TangerangNews.com

Geger Virus Baru Hantavirus, Gejalanya Mirip Flu tapi Bisa Berujung Fatal

Fahrul Dwi Putra | Senin, 11 Mei 2026 | 08:11 | Dibaca : 249


Ilustrasi virus. (@TangerangNews / Istimewa)


TANGERANGNEWS.com- Kasus hantavirus kembali menjadi sorotan setelah muncul laporan infeksi virus langka tersebut di kapal pesiar MV Hondius yang dikabarkan menyebabkan korban meninggal dunia.

Dilansir dari CNN, kasus awal dilaporkan dialami seorang pria asal Belanda berusia 70 tahun yang mendadak mengalami demam, sakit kepala, nyeri perut, dan diare saat berada di kapal pesiar tersebut. Kondisinya terus memburuk hingga akhirnya meninggal dunia pada 11 April 2026, lalu.

Laporan lain yang dikutip dari AFP juga menyebut dua pria berusia 65 dan 67 tahun di Singapura sempat diisolasi karena berada di kapal dan penerbangan yang sama dengan pasien hantavirus terkonfirmasi dari St Helena menuju Johannesburg.

Dilansir dari Beautynesia, munculnya kasus tersebut membuat banyak orang mulai mencari tahu tentang hantavirus, terutama karena gejalanya pada tahap awal sering menyerupai penyakit ringan seperti flu biasa.
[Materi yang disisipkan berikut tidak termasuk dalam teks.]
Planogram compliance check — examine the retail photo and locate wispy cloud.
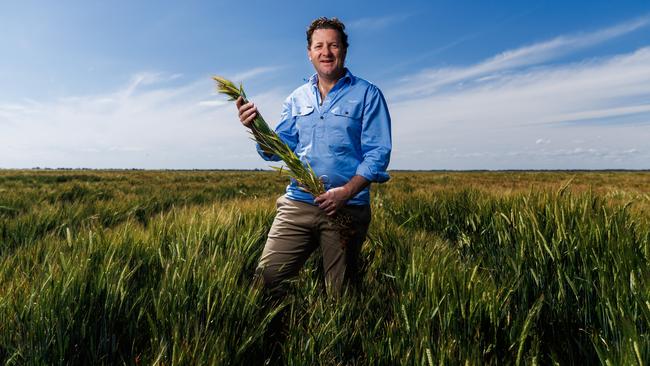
[347,14,411,31]
[0,68,285,168]
[387,18,650,169]
[395,16,650,96]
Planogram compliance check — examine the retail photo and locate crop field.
[0,170,650,365]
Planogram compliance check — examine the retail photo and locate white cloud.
[0,68,286,168]
[387,30,650,169]
[394,16,650,97]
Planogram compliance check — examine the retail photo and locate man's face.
[307,29,346,79]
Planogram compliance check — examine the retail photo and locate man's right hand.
[235,97,257,128]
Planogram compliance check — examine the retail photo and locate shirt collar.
[309,67,354,87]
Hantavirus merupakan penyakit langka yang umumnya ditularkan melalui hewan pengerat, terutama tikus. Virus ini banyak ditemukan di wilayah Amerika Utara dan Amerika Selatan.
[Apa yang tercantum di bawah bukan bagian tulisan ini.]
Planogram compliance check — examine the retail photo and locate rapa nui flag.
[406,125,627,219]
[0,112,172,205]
Dilansir dari Mayo Clinic, penularan hantavirus biasanya terjadi ketika seseorang menghirup partikel virus dari urine, kotoran, atau sarang tikus yang terinfeksi. 

Risiko penularan meningkat saat membersihkan gudang, loteng, atau ruangan tertutup yang lama tidak digunakan.

Selain itu, virus juga dapat masuk ke tubuh melalui makanan yang terkontaminasi, menyentuh benda yang terkena virus lalu memegang wajah tanpa mencuci tangan, hingga gigitan tikus yang terinfeksi.

Meski terdengar mengkhawatirkan, penularan antar manusia disebut sangat jarang terjadi dan hanya pernah tercatat pada jenis Andes virus di Amerika Selatan.

Gejala hantavirus biasanya baru muncul sekitar dua hingga tiga minggu setelah seseorang terpapar virus. 

Pada tahap awal, penderita umumnya mengalami demam mendadak, nyeri otot, sakit kepala, mual, muntah, sakit perut, dan diare.

Namun ketika kondisi memburuk, penderita bisa mengalami batuk, sesak napas, tekanan darah menurun, hingga gangguan irama jantung akibat penumpukan cairan di paru-paru.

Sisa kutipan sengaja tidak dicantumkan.